BRIEF DESCRIPTION OF THE DRAWINGS
[0055] FIG. 1 illustrates an unassembled view of one embodiment of
the monitor.
[0056] FIG. 2 illustrates the basic color development
principle.
[0057] FIG. 3 illustrates the profile of sodium depletion across
the test strip.
[0058] FIG. 4 illustrates the alternative distributions of
beta-galactosidase.
[0059] FIG. 5 illustrates the expected results as a function of
sodium concentration.
[0060] FIG. 6 illustrates the correlation between serum sodium
concentration and serum osmolality.
DETAILED DESCRIPTION OF THE INVENTION
[0061] FIG. 1 illustrates one possible embodiment, wherein the cap
14 is comprised of a chromatography chamber 2, which contains the
chromatic buffer 3 (which may or may not contain a calorimetric
substrate for the enzyme 6), and a foil vapor barrier 13.
Additionally, the cap has protrusions 12, which will interface with
protrusions 7 on the plastic collar 11.
[0062] The diagnostic mechanism 15 is comprised of a sample
collector 1, which is mounted on the plastic collar 11. Also
attached to the plastic collar is the solid state chromatography
medium 4 with embedded enzyme 5. The solid state chromatography
medium may or may not contain a calorimetric substrate for the
enzyme 6. Additionally, one or more controls 8 may also be located
in this mechanism.
[0063] The body 10 is made of a transparent material with low or
zero vapor permeability. Printed or molded into this body 10 are
physical markers that correlate to sodium concentration 9.
[0064] As shipped to the user, the cap 14 is attached to the
plastic collar 11, with the cap protrusions 12, interfacing with
the first set of plastic collar protrusions 7. In this position,
the cap is securely attached, but the plastic collar 11 has not
punctured the foil vapor barrier 13. The body 10 is permanently
attached to the plastic collar, encompassing the solid state
chromatography medium 4, embedded enzymes 5, and controls 8. The
user removes the cap 14, inserts the sample collector 1 into
his/her mouth transferring a quantity of the user's saliva onto the
sample collector 1. The cap 14 is then reattached, with the user
pushing the cap far enough for the cap protrusion 12 to interface
with the second set of plastic collar protrusions 7. This action is
accompanied by tactile and audible feedback signaling that the
plastic collar 11 has punctured the foil vapor barrier 13,
releasing the chromatography buffer 3. The saliva buffer 3, solid
phase chromatography medium 4 with embedded enzyme 5, and
calorimetric substrate 6 result in a length of color change along
the chromatography medium 4 proportional to the amount of sodium
contained in the saliva sample. This result can be viewed through
the transparent wall of the body 10, and compared to the physical
markers 9 located on the walls of the body 10.

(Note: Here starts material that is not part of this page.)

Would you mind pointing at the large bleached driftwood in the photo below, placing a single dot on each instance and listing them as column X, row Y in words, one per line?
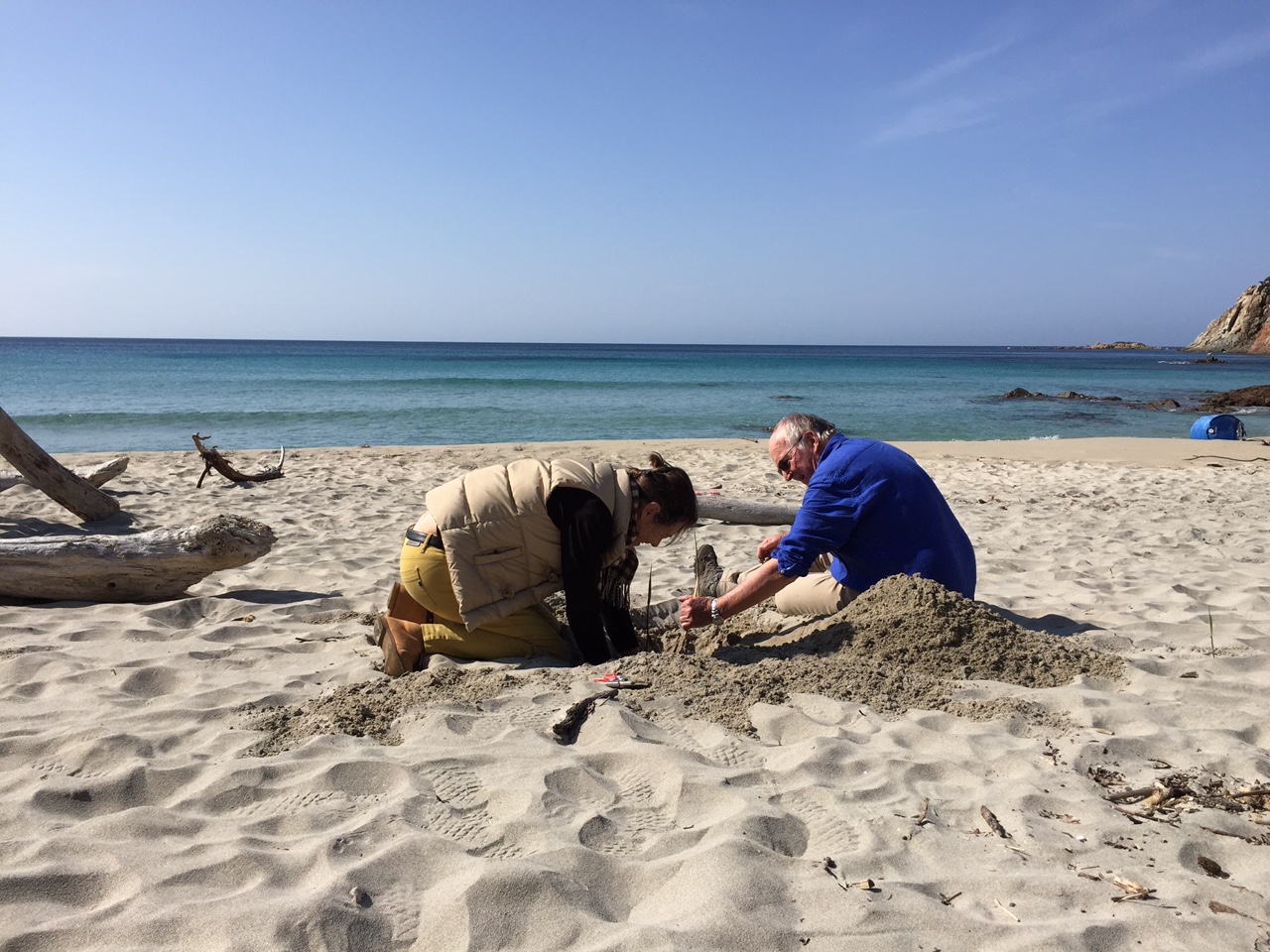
column 744, row 513
column 95, row 475
column 50, row 476
column 149, row 566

[0065] FIG. 2 illustrates the basic color development
principle.
[0066] A. At time t=0, the test strip has no color development. The
sample will be applied to the left edge of the strip, and will
migrate toward the right.
[0067] B. At some time t=1 after application of the sample, the
combined sample and buffer will migrate across the test strip
forming a solvent front. The indicated solvent front may not be
exactly perpendicular to the direction of flow. The binding of
sodium (Na+) in the sample with beta-galactosidase will initiate
the colorometric reaction. The wetted strip surface may attain some
level of background color as indicated by the rose color.
[0068] C. At some time t=2, the solvent front will reach the
physical limit of the strip, halting further migration. At this
time, Na+ migration due to chromatographic action will cease.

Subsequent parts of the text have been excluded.